Equities continue to recover and look to break resistance
Dow Jones Index
The fourth week in a row of gains for the Dow Jones index as worries about the banking sector are over. The week started quietly with the Easter holidays. However, activity increased following the lower-than-expected US CPI inflation data announcement, which was lower than expectations pushing the index higher.
On Friday, US retail sales were weaker than expected, but Fed's Waller's comments were more important. Waller surprised the market by saying more rate increases are needed to control inflation. Also, the Univ. of Michigan consumer sentiment (preliminary) indicated rising inflation expectations from consumers rising sharply to 4.6% from 3.6%.

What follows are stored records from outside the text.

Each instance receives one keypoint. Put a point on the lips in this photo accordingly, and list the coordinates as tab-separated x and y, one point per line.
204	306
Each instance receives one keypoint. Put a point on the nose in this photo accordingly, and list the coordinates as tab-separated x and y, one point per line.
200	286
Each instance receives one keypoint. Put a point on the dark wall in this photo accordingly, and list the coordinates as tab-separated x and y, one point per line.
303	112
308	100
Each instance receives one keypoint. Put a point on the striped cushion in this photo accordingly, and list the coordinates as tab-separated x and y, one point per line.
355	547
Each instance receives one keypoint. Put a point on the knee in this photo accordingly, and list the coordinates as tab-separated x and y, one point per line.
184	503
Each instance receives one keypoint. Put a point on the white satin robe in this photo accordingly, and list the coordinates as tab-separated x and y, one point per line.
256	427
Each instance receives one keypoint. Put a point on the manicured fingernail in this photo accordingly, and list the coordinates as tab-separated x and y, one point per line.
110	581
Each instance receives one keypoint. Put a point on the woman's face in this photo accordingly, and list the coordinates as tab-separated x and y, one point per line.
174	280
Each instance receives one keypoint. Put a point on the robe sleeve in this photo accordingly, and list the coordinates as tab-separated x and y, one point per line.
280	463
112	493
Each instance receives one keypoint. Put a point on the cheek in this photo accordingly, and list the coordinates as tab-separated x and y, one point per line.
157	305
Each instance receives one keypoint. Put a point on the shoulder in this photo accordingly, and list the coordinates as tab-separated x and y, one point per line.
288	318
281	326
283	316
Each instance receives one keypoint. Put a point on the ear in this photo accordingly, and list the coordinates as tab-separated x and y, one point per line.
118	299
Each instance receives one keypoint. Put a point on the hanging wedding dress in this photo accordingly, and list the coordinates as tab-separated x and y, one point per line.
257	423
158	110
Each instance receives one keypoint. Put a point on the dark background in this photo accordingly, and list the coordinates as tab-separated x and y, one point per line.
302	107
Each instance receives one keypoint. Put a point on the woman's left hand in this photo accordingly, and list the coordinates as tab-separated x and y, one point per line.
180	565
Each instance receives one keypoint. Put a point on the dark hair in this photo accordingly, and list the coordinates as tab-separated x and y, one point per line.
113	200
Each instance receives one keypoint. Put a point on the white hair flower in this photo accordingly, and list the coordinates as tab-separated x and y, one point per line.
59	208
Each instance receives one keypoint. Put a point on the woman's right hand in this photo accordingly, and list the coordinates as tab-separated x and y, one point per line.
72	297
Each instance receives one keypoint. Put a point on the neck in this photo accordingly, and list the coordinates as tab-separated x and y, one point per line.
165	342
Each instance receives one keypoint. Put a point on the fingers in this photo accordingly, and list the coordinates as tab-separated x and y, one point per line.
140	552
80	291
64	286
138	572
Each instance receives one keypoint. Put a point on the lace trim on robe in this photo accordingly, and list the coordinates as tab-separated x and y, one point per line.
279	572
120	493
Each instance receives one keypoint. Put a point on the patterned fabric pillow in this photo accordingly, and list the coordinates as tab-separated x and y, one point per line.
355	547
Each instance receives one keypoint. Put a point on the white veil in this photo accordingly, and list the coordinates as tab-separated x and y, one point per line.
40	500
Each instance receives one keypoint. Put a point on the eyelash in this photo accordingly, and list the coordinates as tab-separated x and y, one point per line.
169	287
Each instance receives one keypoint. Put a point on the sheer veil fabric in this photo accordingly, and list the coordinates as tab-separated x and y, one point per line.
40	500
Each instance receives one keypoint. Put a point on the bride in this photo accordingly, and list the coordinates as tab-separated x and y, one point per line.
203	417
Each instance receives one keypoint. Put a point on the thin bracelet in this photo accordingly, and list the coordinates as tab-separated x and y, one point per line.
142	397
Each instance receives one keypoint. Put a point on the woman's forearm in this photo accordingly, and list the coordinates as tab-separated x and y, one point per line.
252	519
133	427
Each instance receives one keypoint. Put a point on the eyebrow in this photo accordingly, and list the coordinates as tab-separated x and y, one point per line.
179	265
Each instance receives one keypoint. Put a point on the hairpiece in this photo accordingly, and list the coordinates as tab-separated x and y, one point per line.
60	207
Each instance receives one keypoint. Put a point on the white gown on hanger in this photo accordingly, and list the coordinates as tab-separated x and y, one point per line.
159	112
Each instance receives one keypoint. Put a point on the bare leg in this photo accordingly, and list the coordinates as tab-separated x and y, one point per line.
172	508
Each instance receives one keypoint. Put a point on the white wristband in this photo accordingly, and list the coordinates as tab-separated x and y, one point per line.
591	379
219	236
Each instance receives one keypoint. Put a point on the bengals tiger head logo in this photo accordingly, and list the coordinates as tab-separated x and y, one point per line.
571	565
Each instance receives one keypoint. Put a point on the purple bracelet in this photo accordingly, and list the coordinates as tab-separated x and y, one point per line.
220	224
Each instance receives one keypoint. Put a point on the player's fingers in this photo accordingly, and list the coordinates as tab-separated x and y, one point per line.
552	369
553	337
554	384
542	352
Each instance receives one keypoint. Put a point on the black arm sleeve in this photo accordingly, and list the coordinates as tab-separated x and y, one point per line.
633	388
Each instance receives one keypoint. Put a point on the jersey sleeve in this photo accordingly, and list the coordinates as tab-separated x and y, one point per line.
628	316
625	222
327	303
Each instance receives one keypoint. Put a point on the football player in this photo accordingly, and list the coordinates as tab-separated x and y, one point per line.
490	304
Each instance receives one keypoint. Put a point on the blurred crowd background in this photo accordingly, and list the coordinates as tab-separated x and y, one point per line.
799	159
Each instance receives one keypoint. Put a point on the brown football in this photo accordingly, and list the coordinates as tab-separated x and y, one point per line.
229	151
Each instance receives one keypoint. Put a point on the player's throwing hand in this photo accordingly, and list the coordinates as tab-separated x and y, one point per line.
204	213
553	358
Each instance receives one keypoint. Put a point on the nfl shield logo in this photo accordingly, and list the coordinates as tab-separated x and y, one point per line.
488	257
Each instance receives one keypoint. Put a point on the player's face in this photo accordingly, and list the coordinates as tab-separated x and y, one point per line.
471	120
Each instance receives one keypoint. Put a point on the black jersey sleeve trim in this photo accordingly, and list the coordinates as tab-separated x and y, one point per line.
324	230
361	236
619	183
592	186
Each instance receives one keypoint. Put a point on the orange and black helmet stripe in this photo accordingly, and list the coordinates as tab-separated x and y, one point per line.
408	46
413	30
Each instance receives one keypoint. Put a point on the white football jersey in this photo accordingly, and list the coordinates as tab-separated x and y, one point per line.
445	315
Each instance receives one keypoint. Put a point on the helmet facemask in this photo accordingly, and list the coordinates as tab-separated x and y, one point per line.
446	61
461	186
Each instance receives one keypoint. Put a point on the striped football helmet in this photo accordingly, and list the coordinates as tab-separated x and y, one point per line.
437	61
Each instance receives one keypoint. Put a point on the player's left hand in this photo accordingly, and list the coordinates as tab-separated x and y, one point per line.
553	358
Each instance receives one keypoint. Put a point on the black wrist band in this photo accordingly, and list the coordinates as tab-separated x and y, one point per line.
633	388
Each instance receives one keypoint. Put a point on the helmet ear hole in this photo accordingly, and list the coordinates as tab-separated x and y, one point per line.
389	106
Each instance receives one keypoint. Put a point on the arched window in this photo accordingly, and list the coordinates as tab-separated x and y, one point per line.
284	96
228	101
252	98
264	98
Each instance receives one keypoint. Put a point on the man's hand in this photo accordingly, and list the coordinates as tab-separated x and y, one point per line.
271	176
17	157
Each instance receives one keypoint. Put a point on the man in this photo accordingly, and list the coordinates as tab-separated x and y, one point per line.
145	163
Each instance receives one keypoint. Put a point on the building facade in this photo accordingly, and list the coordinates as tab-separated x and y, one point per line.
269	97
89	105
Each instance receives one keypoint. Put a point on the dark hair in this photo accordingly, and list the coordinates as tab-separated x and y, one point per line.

The index closed the week at the 34,000 resistance level as strong US bank earnings helped push the market higher. Next week, while there are few critical economic indicators, more US financial institutions will release earnings. While inflation worries remain, higher levels look likely as the Dow Jones index targets a test of 34,500 in the coming weeks. Large moves are unlikely in the short term, so that short-term traders will find many range trading opportunities.
Resistance: 34000, 34500, 35000
Support: 33600, 33000, 32550, 31750, 31450, 31000
Warren Buffet visiting Japan and raising his stake in Japanese trading companies helped the Nikkei index to its highest level in the past month. While the USDJPY tested lower, preventing more significant gains at the start of the week, worries about higher US interest rates resurfaced, pushing the USDJPY higher and helping the Nikkei close the week strongly.
The Nikkei index is now close to 2023 highs at 28,725; we expect this level to be tested in the medium term. However, in the short term, the market is overbought, so waiting for the market to return close to 28000 to 28250 to buy seems the better strategy.